Sumber: Horison (Januari, 1989)

Analisis Puisi:
Puisi "Senja" karya Idrus Tintin menawarkan gambaran puitis tentang perjalanan hidup, melalui penggambaran senja sebagai metafora bagi tahap akhir kehidupan. Dengan menggunakan bahasa yang kaya dan gambar-gambar yang kuat, penulis mengajak pembaca untuk merenung tentang waktu, kenangan, dan takdir.

Gambaran Senja sebagai Metafora: Puisi ini dibuka dengan gambaran seorang lelaki tua yang berjalan dalam gerimis menjelang senja. Senja menjadi metafora bagi fase akhir kehidupan, sebuah waktu yang melambangkan kebijaksanaan dan pemahaman akan keterbatasan manusia.

Warna dan Genangan Air: Warna kesumba yang terlihat pada genangan air menggambarkan kehidupan yang telah dilalui dengan warna-warni pengalaman dan kenangan. Genangan air mencerminkan refleksi diri, sebagai cermin bagi lelaki tua untuk merenung tentang perjalanan hidupnya.

Penyingkapan Jendela: Tindakan menyingkap jendela untuk melihat lebih jelas menciptakan simbolisme bahwa kebijaksanaan dapat ditemukan melalui introspeksi dan pemahaman lebih dalam terhadap kehidupan. Penyingkapan jendela menjadi langkah untuk membuka diri terhadap pemahaman yang lebih dalam.

Jam Menitik dan Mega Berbentuk Kuda: Detak detik jam yang menitik menggambarkan ketidaktentuan waktu dan efemeralnya kehidupan. Mega berbentuk kuda yang menggigit pelangi menciptakan gambaran puitis tentang keindahan yang singkat dan cepat berlalu, mencerminkan kerentanan kehidupan.
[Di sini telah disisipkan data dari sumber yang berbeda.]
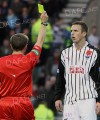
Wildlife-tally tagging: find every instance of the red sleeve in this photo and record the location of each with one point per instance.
(34, 55)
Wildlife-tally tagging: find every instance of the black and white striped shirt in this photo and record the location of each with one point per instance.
(75, 74)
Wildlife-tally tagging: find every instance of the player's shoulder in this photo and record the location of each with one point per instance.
(97, 50)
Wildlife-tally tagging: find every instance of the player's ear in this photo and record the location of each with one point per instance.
(84, 34)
Teh dan Kue sebagai Penerima Tamu: Penyediaan teh dan kue oleh pembicara menggambarkan keramahan dan kesiapan untuk menerima tamu, bahkan di tengah gerimis dan senja kehidupan. Ini menciptakan suasana santai untuk berbagi pengalaman dan pemikiran.

Dialog antara Pembicara dan Orang Tua: Dialog antara pembicara dan lelaki tua membuka ruang refleksi tentang waktu, hujan, dan senja. Percakapan ini menciptakan lapisan makna dan mendalamkan pemahaman pembaca terhadap tema penantian dan akhir kehidupan.
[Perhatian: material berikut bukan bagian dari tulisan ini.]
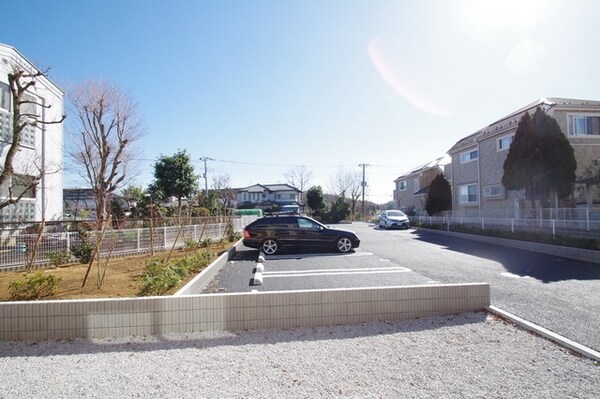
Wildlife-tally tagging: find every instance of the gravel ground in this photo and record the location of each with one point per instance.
(470, 355)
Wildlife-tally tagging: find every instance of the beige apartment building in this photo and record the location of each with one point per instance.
(477, 160)
(411, 189)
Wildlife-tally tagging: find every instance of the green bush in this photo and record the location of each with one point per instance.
(159, 277)
(33, 286)
(190, 244)
(59, 258)
(83, 252)
(566, 241)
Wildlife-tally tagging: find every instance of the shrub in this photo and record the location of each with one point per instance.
(33, 286)
(59, 258)
(158, 278)
(190, 244)
(83, 252)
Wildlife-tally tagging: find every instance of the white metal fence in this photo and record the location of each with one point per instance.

Gelap sebagai Bagian dari Perjalanan: Orang tua itu menggambarkan bahwa gelap adalah bagian dari perjalanan hidup. Analogi bahwa kelahiran dimulai dengan tangis, dan jalan tangis itu cukup panjang, menggambarkan perjalanan hidup sebagai rangkaian pengalaman yang melibatkan berbagai emosi dan fase.

Kelahiran, Terang, Malam, dan Kembali ke Tempat Asal: Pernyataan tentang kelahiran yang dimulai dengan tangis, perjalanan dari terang ke malam, dan akhirnya kembali ke tempat asal, menggambarkan siklus kehidupan yang sederhana dan tak terelakkan.
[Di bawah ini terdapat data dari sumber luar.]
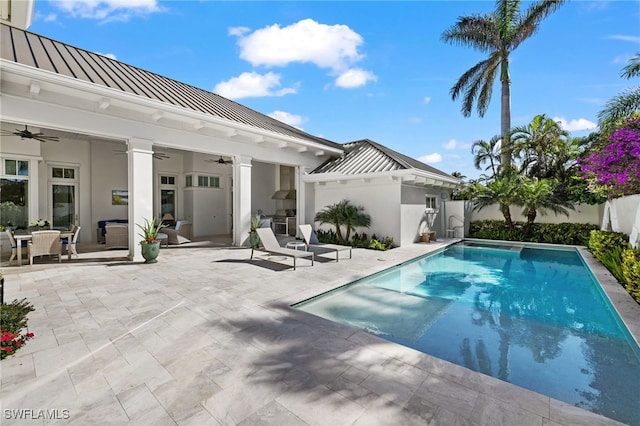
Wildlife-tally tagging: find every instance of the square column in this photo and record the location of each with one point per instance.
(241, 199)
(140, 163)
Pergi Menuju Ujung Malam: Orang tua itu melangkah menuju ujung malam dengan tertatih-tatih, menggambarkan perjalanan menuju akhir hidup yang penuh dengan tantangan. Tetapi, penggambaran ini juga mengandung harapan akan kedamaian dan kembali ke sumber asal.

Puisi "Senja" menghadirkan keindahan dan kedalaman melalui gambaran senja sebagai metafora hidup. Dengan menggunakan bahasa yang indah dan imaji yang kuat, Idrus Tintin mengajak pembaca merenung tentang perjalanan kehidupan, waktu, dan penantian akan akhir yang tak terelakkan.

Puisi Idrus Tintin
Puisi: Senja
Karya: Idrus Tintin

Biodata Idrus Tintin:
  • Idrus Tintin (oleh sanak keluarga dan kawan-kawannya, biasa dipanggil Derus) lahir pada tanggal 10 November 1932 di Rengat, Riau.
  • Idrus Tintin meninggal dunia pada tanggal 14 Juli 2003 (usia 71 tahun) akibat penyakit stroke.